Indian equity indices experienced a significant rally last week, with both the Sensex and Nifty reaching new all-time highs of 85,978.25 and 26,277.35, respectively. Market experts are optimistic about the outlook for next week.
The direction of the market is expected to be influenced by fluctuations in commodity prices, the US dollar index, and key macroeconomic data from the US. Geopolitical developments are also likely to play a crucial role on the global stage.
Domestically, upcoming data on manufacturing and services PMI, monthly auto sales, and quarterly corporate earnings could drive stock-specific movements in the near term.
Last week, the key benchmark indices, Nifty and Sensex, maintained their upward momentum for the third consecutive week, achieving fresh record highs.
This rally was fuelled by growing optimism surrounding potential reductions in borrowing costs by major central banks, including the Reserve Bank of India (RBI), following a 50 basis point cut by the US Federal Reserve in the week ending 20 September.

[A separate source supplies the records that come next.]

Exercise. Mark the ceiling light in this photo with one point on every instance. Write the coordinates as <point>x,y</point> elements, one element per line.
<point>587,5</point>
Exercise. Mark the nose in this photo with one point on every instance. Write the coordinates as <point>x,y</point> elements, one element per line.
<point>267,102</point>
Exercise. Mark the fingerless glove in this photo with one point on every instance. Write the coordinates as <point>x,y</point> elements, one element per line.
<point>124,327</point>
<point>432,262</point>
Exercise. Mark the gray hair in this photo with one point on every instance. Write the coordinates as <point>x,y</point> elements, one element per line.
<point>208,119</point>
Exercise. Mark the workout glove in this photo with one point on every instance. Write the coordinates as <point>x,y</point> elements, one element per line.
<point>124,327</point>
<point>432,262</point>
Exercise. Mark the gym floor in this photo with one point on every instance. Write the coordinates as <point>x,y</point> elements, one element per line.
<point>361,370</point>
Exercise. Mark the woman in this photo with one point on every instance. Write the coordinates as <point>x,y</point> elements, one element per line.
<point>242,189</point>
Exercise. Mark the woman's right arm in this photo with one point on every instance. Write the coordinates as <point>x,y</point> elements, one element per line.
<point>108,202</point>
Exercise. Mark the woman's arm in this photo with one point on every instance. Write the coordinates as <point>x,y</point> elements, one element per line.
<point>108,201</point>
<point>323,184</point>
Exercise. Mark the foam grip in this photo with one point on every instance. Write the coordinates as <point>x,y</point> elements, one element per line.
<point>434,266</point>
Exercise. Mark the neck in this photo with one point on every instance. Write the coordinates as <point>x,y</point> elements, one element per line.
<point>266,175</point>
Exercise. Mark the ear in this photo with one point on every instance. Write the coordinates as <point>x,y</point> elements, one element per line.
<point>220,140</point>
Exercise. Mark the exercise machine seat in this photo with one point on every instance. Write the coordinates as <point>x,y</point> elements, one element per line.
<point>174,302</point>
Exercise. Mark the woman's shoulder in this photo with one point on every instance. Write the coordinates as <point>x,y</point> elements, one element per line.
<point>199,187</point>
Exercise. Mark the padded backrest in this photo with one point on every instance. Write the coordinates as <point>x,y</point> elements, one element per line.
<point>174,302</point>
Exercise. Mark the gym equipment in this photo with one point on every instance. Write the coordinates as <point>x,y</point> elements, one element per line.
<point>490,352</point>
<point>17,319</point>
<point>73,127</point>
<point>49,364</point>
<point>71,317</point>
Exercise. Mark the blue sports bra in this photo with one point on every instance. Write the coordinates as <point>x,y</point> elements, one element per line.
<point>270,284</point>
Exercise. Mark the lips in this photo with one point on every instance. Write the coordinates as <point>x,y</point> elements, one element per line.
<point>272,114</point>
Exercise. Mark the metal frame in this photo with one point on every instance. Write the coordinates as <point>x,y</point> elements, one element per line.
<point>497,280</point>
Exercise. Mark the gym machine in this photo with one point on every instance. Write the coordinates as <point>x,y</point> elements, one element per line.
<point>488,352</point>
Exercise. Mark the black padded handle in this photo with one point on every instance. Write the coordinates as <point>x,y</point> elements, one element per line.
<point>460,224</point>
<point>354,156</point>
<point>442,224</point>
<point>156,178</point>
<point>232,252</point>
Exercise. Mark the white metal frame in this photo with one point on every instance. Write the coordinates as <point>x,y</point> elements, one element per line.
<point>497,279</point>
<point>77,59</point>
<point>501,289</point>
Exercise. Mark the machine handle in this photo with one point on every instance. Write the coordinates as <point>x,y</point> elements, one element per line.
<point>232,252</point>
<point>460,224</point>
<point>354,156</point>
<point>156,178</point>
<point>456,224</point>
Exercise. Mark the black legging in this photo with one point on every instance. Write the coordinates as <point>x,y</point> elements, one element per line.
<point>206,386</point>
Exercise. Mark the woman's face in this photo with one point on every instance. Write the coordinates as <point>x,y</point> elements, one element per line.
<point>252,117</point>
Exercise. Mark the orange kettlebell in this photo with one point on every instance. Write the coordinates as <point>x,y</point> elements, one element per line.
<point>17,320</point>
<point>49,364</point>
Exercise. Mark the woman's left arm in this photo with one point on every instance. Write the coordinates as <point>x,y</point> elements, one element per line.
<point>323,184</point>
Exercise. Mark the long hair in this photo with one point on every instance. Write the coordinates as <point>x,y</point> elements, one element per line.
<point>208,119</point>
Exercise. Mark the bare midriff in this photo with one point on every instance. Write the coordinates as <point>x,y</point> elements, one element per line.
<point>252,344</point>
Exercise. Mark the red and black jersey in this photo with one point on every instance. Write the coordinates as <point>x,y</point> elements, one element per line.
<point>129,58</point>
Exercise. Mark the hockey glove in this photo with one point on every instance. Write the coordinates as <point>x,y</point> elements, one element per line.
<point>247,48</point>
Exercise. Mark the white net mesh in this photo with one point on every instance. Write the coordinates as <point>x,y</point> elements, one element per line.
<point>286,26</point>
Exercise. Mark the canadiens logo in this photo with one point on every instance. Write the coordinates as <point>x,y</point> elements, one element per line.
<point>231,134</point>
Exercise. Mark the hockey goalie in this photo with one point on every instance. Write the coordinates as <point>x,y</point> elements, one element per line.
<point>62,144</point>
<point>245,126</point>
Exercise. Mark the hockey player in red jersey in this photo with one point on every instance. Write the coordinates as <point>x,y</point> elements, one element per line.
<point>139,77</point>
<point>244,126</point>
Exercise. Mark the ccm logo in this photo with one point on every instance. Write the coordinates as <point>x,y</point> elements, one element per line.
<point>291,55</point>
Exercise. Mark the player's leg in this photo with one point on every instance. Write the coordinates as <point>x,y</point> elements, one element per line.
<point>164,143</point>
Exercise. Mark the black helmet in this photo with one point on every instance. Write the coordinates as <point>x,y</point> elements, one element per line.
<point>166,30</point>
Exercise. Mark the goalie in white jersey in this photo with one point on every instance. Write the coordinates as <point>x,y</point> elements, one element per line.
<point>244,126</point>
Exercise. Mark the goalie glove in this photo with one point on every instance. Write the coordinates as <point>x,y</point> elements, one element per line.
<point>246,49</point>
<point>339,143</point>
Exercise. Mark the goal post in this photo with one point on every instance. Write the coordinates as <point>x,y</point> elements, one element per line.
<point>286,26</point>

On Friday, the Sensex closed at 85,571, down 264 points, or 0.31 per cent, while the Nifty settled at 26,178, down 37 points, or 0.14 per cent.
Among sectoral indices, metals emerged as the top performer, followed closely by the auto sector.

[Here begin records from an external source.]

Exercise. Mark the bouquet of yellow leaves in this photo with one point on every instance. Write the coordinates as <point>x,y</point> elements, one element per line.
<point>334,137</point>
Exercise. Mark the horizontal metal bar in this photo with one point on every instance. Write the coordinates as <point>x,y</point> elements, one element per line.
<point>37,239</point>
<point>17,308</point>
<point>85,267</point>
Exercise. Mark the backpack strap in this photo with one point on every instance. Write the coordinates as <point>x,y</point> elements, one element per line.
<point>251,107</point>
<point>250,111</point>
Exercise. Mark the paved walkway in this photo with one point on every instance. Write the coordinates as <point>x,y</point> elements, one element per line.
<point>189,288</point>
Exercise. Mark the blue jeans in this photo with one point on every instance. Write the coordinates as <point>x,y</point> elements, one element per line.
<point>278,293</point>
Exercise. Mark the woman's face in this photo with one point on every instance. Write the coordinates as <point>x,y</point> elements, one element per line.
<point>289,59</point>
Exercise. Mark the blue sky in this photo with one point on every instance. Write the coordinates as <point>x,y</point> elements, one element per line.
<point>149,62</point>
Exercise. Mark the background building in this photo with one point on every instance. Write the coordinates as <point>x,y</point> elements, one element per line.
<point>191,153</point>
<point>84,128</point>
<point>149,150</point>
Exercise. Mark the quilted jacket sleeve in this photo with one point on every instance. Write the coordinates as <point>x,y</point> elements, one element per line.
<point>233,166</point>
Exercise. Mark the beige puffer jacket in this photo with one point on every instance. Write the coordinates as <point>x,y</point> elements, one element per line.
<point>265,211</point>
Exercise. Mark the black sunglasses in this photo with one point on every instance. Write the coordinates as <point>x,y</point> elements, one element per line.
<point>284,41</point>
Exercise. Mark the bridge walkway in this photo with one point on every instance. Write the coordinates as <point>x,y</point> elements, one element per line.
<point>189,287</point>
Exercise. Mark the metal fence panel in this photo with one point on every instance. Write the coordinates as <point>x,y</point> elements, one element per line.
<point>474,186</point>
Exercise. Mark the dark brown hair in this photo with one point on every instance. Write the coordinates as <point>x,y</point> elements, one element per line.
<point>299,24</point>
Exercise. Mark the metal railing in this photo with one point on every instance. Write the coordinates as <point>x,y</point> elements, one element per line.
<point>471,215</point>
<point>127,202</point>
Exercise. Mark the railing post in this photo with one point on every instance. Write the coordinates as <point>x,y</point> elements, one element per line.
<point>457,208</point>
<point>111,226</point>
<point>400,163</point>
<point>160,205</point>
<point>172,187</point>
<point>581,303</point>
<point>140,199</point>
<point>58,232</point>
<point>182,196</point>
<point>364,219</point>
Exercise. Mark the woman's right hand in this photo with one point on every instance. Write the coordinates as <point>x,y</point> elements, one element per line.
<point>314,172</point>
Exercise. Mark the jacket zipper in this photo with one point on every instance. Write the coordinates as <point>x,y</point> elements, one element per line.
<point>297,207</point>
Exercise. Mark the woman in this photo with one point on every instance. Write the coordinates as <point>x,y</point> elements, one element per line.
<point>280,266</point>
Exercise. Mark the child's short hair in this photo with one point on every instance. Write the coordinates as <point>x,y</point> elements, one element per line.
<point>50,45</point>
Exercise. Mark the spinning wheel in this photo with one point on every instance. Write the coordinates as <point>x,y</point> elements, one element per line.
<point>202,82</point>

The People’s Bank of China (PBoC) reduced the cash reserves that banks must hold by 50 basis points in an effort to support its faltering economic growth.
In terms of domestic sentiment, robust foreign inflows have bolstered the market. In September alone, foreign institutional investors (FIIs) invested ₹25,215.25 crore in the cash segment, while domestic institutional investors (DIIs) invested ₹25,214.25 crore.
Vishnu Kant Upadhyay, Assistant Vice President of Research and Advisory at Master Capital Services, noted: “Nifty has delivered a strong weekly closing for the third consecutive month, now trading above 26,000. Market sentiment remains positive, with immediate resistance at 26,500. A breakout above this level could propel the index towards 26,650.”
“On the downside, key support is at 25,900; a breach could trigger selling pressure towards 25,600. Given the prevailing positive sentiment, we recommend a ‘buy on dip’ strategy for traders looking to capitalise on any short-term corrections,” Upadhyay added.
Santosh Meena, Head of Research at Swastika Investmart, commented: “Last week, Bank Nifty witnessed some profit booking around the 54,500 level. Immediate support levels are at 53,700, 53,300, and 53,000, with bullish momentum persisting as long as it remains above the 53,000 mark. Resistance levels are noted at 54,500, 55,000, and 55,500.”